Porsche 911 S/T First Drive Review : Porsche Spice
Calabria, Italy - Only Porsche is in that enviable position to be able to launch a limited edition sportscar model like the 911 S/T (1963 units, if you’re counting, to celebrate the 60th birthday of the 911), yet not be expected to have it jump through hoops to trump its existing models in outright vital statistics.
While most other brands scramble to tout their latest as ‘greatest’ and the most powerful of the lot in the all-too-familiar arms race, Porsche’s focus is refreshingly different.
Exclusive editions like the latest 911 S/T are conceived and engineered to be ‘pure’ driving instruments for passionate drivers, so outright speed (and accompanying click-baity stomp-and-spurt launches) and huge aero take a backseat to driving engagement and of course, enjoyment.

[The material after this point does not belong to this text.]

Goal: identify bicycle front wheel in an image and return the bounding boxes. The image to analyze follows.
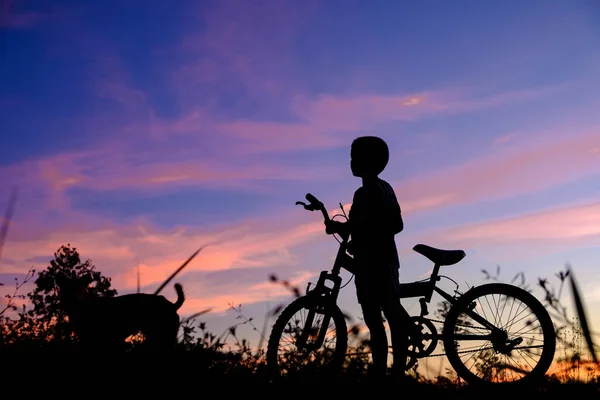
[266,295,348,377]
[443,283,556,385]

However, we should also qualify that as far as the 911 S/T is concerned, the last thing you’ll want is to be taking a backseat to all the salacious driving thrills it offers!
If you’re wondering, today’s (type 992) 911 S/T draws inspiration from the 911 ST of the late 1960s / early 1970s, a factory-upgrade ‘hot-rod’ combo of mechanical and lightweight components offered to owners / teams who wanted to take their 911s racing.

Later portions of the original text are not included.